Unless your company breaks all kinds of labor laws, they employ grown-ups. Adults, by law and by nature, have volition — the ability to make their own decisions. Not only do today’s young adults demand choice, but they are completely accustomed to it.
When I go to Starbucks, I make (without hesitation) at least six choices just to walk out with a cup of coffee. Drink type, milk type, caffeine-level (full-caf, half-caf, decaf!), flavor pumps, espresso type (have you tried the blonde?), and of course – whip or no whip. Welcome to everyday life as an adult in the Western world.
Recently I heard someone use the word “paternalistic” to describe a company. It was an apt description; she went on to explain that many companies treat their employees as one might a child, making personal decisions on their behalf because they “know what is best for them”.
Don’t believe me? Let’s ask ourselves a few questions and then reassess.
Who decides the dress code?
Who decides when the workday begins and ends?
Who decides how long maternity leave should be?
Who decides what the compensation structure looks like?
Who decides when bonuses get paid out?
Answer: not individual employees. And that’s okay!

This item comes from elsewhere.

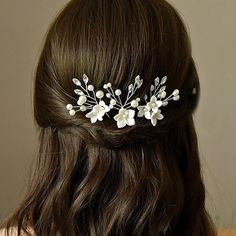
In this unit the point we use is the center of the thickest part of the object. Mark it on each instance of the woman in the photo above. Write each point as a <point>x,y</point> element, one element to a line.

In most cases, it makes perfect sense that leadership should set and keep standards that apply to all while trying to be as fair and understanding as possible. That’s just what leadership is. But, when does it go too far?
Enter “helicopter parenting.”
The area of benefits and perks is finally breaking free from the helicopter parenting model. For many long decades, employees have been told what their benefits are instead of being asked what benefits they would like. An employer might spend $20,000/year for health insurance for one employee who really needs the “Cadillac” plan, while another is covered by their parents’ or spouse’s plan – and they receive no off-set for an enormous gap in total compensation. Similarly, a new parent might receive $4,000 or two weeks paid leave (a wonderful gesture!) while a peer continues to work and receives nothing additional. That’s got to leave some people feeling like “where’s my $4,000?”.
Employers, perhaps innocently and with great intentions, have decided for their employees what is or should be important to them.
Insurance is important. Having children is important. Saving for retirement is important. Funds funneled in these directions are vital for many employees.
However, why don’t we live up to the idea that everyone is different and has different goals and needs in life? Instead of deciding how our benefits budget should be spent, how about we offer a proportionate amount and let our employees decide! Once again, we are employing adults, are we not?
If that concept is too big of a pill to swallow quite yet, what about we start with perks/fringe benefits? Fringe clients are doing exactly this. Per employee, they are offering a CHOICE of services to their employees and asking them to select the offering(s) that are most meaningful and helpful to their individual lives.
Fringe clients have taken the bold step to invest in their employees in such a way that reduces their stress, sparks joy, gives them time back in their day, and positively impacts their families.
Everybody gets what they want. Everybody gets to choose. Everybody gets treated like an adult.